I believe that without any major legislative change the House could adopt all these modest suggestions. I do not think that any of them require approval from the Commons or the Executive and they could all be piloted. They all fall within the conventions of how we work, which brings me to my final suggestion: conventions.

In the light of what has been said recently by lots of different parties, I think that we should look again at the joint report on conventions of the UK Parliament from 2006. As the report said, we should revisit the issues when the composition of this House is again on the agenda. The report's conclusions specifically applied to the present circumstances and not to future ones if the composition should change. All I seek is a debate before the general election. We will all be here afterwards, and I think it would be useful if we could send out reminders to new Members of the other place about the way that this place functions with regard to the conventions.

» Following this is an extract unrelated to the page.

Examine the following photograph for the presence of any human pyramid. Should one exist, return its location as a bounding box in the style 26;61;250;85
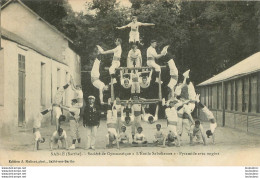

There is nothing revolutionary in what I have said but I believe that a modest package of changes such as these, which could be implemented quite quickly, would strengthen Parliament. That was my starting point.

5.03 pm

Lord Howe of Aberavon: My Lords, it is a great pleasure to follow what the noble Lord has just said because it fits in with my own approach to this subject, and I think that we should return to examine his suggestions in some detail. I agree, too, with the note struck by the right reverend Prelate in his contribution.

One thing that characterises the atmosphere at the moment is that, in many respects, we have been living in a period of diminished confidence in rather too many organs of government-this, to some extent, being one of them. The noble Lord who opened the debate for the Government pointed out that the provisions in the gracious Speech, on which legislation will be forthcoming, are designed to meet that.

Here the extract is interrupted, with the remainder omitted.